Given our construction of the statute, the evidence here shows that the gun was not on or about Wise‘s person as required by section 24-1.1 when his vehicle was searched. Wise was driving the minivan when Trooper Shamblin stopped and searched the vehicle. During the search, Shamblin discovered a .357 Derringer hidden inside a glove. The firearm was located two rows or, as Shamblin testified, about 5 or 10 feet behind the driver‘s seat. Shamblin also testified that he did not believe it was possible for Wise to reach over and grab the gun from the driver‘s seat. Thus, at the time of the stop the gun was not “on or about [the] person” of the defendant.

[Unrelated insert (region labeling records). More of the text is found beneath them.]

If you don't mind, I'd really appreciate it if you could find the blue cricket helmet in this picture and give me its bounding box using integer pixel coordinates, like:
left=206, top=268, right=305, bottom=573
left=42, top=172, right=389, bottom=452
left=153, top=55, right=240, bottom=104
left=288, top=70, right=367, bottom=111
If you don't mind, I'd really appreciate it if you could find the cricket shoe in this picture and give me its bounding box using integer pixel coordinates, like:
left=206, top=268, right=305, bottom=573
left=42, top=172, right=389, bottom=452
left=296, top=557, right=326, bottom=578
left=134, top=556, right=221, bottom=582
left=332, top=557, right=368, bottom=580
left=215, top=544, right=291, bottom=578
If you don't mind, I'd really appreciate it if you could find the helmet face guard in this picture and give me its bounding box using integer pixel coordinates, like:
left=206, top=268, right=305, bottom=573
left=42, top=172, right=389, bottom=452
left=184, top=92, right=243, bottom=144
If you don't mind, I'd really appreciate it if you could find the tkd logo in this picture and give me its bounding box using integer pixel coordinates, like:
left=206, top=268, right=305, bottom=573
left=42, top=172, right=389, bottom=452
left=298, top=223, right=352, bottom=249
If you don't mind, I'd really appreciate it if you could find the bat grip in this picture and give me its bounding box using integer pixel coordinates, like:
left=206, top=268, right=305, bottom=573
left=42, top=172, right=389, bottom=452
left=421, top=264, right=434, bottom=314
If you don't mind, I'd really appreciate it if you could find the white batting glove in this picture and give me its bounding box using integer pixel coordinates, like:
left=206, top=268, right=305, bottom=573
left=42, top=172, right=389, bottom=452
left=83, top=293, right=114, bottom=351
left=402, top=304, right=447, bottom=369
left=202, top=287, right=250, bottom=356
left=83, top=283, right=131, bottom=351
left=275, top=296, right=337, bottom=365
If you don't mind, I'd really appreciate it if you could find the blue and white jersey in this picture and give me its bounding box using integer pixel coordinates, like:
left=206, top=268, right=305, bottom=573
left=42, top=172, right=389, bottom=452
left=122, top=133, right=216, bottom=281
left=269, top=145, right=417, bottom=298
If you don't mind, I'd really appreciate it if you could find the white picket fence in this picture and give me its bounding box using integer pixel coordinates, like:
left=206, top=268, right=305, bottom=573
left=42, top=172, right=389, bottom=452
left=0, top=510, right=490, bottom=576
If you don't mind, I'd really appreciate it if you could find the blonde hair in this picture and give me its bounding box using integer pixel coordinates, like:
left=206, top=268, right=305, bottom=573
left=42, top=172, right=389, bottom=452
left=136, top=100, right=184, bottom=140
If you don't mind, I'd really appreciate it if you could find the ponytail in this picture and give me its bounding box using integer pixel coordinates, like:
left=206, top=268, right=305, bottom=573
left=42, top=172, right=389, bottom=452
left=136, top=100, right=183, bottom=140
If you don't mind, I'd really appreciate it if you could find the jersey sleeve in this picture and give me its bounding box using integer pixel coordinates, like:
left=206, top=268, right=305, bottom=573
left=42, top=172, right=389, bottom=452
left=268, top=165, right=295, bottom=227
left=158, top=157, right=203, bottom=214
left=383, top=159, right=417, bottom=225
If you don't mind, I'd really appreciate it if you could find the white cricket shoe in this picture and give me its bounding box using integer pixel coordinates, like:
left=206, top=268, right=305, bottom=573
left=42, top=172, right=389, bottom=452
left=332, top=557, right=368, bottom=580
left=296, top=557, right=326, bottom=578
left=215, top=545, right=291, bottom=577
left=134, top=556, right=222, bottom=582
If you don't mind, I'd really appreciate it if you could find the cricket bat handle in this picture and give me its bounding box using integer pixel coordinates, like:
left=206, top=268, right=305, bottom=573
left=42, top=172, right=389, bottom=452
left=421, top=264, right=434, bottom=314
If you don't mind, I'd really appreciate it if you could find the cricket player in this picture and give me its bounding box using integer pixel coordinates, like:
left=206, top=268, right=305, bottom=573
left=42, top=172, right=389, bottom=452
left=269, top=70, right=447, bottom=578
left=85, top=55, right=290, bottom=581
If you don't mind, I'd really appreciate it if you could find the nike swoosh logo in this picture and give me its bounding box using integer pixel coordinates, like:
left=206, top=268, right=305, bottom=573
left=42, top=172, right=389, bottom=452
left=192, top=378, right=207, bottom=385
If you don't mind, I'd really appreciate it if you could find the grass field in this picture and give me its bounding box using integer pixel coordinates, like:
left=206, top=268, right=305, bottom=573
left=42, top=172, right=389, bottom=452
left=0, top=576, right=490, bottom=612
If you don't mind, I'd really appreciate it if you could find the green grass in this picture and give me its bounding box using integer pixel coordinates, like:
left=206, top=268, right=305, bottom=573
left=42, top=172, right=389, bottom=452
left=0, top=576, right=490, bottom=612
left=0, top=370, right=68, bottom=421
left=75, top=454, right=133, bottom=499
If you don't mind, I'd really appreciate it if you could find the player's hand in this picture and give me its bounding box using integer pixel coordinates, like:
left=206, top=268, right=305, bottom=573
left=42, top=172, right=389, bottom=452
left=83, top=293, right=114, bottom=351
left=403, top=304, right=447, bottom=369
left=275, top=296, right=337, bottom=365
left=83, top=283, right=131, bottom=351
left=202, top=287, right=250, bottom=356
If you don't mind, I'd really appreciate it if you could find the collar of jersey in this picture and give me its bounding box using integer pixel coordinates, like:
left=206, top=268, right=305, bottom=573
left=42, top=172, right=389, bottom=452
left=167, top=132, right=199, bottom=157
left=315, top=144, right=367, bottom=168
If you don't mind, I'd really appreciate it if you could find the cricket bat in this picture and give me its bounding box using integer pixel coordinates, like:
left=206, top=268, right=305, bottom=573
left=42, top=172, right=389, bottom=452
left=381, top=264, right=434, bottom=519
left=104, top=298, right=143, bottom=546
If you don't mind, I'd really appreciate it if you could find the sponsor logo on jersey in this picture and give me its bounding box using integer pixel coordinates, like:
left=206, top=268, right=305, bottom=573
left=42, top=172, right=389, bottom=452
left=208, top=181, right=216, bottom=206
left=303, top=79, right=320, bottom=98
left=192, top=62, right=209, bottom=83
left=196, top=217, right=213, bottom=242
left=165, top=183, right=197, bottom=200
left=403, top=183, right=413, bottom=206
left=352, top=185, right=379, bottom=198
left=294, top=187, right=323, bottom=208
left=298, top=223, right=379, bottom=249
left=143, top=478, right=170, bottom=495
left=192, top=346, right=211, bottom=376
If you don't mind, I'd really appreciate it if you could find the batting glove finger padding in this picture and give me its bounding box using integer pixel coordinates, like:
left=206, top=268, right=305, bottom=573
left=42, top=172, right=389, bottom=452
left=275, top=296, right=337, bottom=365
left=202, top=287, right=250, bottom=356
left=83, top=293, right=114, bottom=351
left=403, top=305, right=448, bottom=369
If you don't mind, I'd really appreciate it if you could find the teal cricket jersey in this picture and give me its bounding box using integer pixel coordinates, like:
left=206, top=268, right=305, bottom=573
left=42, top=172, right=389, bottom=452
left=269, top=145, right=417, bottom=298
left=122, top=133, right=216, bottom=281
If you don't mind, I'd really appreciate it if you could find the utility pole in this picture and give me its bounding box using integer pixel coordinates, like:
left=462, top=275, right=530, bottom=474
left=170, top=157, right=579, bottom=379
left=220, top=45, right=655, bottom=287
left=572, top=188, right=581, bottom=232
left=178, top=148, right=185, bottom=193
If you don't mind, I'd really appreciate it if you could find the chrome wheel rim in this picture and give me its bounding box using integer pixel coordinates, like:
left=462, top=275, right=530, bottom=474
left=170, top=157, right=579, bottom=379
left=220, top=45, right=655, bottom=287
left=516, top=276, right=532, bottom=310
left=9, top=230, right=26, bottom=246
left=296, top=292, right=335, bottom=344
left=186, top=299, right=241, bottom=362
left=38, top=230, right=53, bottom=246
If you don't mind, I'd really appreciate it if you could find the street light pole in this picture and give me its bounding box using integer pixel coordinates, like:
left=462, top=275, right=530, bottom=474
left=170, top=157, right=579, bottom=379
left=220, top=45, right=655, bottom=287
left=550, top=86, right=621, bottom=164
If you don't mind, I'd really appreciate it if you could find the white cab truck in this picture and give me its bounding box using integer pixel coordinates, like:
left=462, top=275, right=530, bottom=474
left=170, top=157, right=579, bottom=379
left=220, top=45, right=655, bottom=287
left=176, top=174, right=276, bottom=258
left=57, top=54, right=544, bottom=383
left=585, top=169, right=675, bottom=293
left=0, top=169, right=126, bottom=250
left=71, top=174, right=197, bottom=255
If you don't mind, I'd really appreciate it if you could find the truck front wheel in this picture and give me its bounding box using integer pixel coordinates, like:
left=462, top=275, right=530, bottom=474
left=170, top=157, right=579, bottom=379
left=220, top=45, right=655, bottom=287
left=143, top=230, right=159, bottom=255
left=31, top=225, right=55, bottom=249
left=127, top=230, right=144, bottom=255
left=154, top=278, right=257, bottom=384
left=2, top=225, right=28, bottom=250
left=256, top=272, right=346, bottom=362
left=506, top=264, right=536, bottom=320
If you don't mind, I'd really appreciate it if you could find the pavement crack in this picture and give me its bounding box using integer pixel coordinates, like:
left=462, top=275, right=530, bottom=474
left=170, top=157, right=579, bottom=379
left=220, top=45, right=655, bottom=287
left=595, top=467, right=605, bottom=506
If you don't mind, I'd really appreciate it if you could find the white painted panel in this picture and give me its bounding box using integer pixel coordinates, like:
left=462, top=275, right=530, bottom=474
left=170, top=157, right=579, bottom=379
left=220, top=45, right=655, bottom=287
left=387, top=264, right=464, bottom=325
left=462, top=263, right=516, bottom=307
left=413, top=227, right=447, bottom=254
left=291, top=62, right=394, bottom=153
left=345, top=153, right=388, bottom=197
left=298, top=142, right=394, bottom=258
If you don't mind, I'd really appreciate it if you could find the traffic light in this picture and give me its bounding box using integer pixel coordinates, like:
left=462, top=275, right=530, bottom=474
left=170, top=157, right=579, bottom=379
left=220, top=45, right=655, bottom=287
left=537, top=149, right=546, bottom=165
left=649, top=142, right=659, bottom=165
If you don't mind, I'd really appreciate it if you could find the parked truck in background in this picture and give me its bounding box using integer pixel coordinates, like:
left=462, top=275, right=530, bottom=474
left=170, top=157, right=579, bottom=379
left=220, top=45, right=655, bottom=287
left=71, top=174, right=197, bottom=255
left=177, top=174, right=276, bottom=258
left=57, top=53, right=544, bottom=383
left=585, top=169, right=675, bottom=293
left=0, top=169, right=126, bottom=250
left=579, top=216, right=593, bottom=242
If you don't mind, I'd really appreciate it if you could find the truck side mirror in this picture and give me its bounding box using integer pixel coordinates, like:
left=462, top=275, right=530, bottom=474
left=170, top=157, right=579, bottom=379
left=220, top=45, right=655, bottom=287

For the foregoing reasons, we find that the State failed to prove Wise guilty beyond a reasonable doubt of unlawful possession of a weapon by a felon. Accordingly, we vacate his conviction. We need not address Wise‘s issue concerning his credit for time served, as this issue is dispositive of this appeal.
CONCLUSION
The judgment of the circuit court of Henry County is vacated.
Vacated.
JUSTICE CARTER, dissenting:
Applying a typical constructive possession analysis in this case, I would find that the State‘s evidence was sufficient to prove that defendant possessed the gun in question on or about his person. See Rangel, 163 Ill. App. 3d at 739-40 (upholding a defendant‘s conviction of unlawful use of a weapon by a felon where a gun was found on the driver‘s side floor of the vehicle the defendant had been driving); Jastrzemski, 196 Ill. App. 3d at 1039-40; Clodfelder, 172 Ill. App. 3d at 1032-34. The evidence showed that the gun was found inside a glove located on the third-row seat of the minivan defendant was driving and was approximately 5 to 10 feet away from the driver‘s seat of the van. Although defendant was allegedly not the owner of the van, he had been driving the van for some time, had control over the van, and admitted knowledge of the presence of the gun. It was for the trial court, as the trier of fact, to determine whether it believed the testimony of the alleged owner of the gun—that he had taken the gun into the vehicle with him for protection while he was running errands about a month earlier and had forgotten the gun in the vehicle. See Pollard, 2015 IL App (3d) 130467, ¶ 26. In this particular case, the trial court found that the alleged owner‘s testimony was not believable and ultimately concluded that defendant was in possession of the gun. I would affirm the trial court‘s ruling in that regard.
Decision Under Review: Appeal from the Circuit Court of Henry County, No. 15-CF-170; the Hon. Carol M. Pentuic, Judge, presiding.
Attorneys for Appellant: James E. Chadd, Peter A. Carusona, and Steven Varel, of State Appellate Defender‘s Office, of Ottawa, for appellant.
Attorneys for Appellee: Matthew Schutte, State‘s Attorney, of Cambridge (Patrick Delfino, Thomas D. Arado, and Gary F. Gnidovec, of State‘s Attorneys Appellate Prosecutor‘s Office, of counsel), for the People.